An energy company in Germany operates an onshore wind farm with several dozen turbines. Gearbox and generator failures resulted in downtime, costly emergency repairs, and crane calls during adverse weather. Bitechsis developed a predictive maintenance system that collects data from turbines, analyzes the condition of key components, and helps plan maintenance. The Client reduced unplanned downtime and lowered maintenance costs without replacing the existing SCADA system.

A leading renewable energy company in Germany operates a large-scale onshore wind farm consisting of several dozen turbines distributed across remote and weather-exposed locations. The operator faced recurring failures in critical components such as gearboxes and generators, leading to unplanned shutdowns, expensive emergency repairs, and frequent crane mobilizations—often under challenging weather conditions.
Bitechsis designed and implemented an advanced IoT- and machine-learning–driven predictive maintenance platform that continuously collects operational data from turbines, analyzes the health of key components, and forecasts potential failures before they occur. The solution integrates seamlessly with the client’s existing SCADA infrastructure, eliminating the need for hardware replacement while adding a powerful analytics and decision-support layer.

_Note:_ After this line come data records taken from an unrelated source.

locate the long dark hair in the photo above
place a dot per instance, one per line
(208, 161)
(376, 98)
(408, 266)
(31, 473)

As a result, the client achieved a significant reduction in unplanned downtime, improved maintenance planning accuracy, extended asset lifespan, and lowered overall maintenance and operational costs—transforming maintenance from a reactive process into a proactive, data-driven strategy.
Business сhallenge
The Client needed to maintain their wind farm’s high availability while keeping maintenance costs under control. The turbines are located over a large area and are not always accessible. Replacing components in the nacelle requires a crane and a dedicated crew.
The company used scheduled maintenance based on turbine operating hours and basic SCADA alarms. Damage was often detected only after the turbine had entered emergency mode. The gearbox or generator had to be replaced within a short timeframe. This led to long downtimes and increased repair costs.
Additional requirements:
- use the existing SCADA system and communication network,
- do not replace turbine controllers and sensors unless necessary,
- account for unstable communication on the part of the site,
- provide a simple interface for operations and maintenance planning engineers.
Our solution
Working with the Client’s engineers, we developed a predictive maintenance system that operates on top of the current infrastructure. We identified a set of critical components and parameters, integrated data from existing vibration and temperature sensors, and added missing data points.
Data from the turbines is transmitted via IoT gateways to the cloud platform. We implemented data ingestion, cleaning, and normalization for all turbines. The analytics module operates on this layer. It utilizes machine learning models and anomaly detection algorithms. They generate a baseline profile of component performance under different wind and load conditions and monitor for deviations that indicate wear.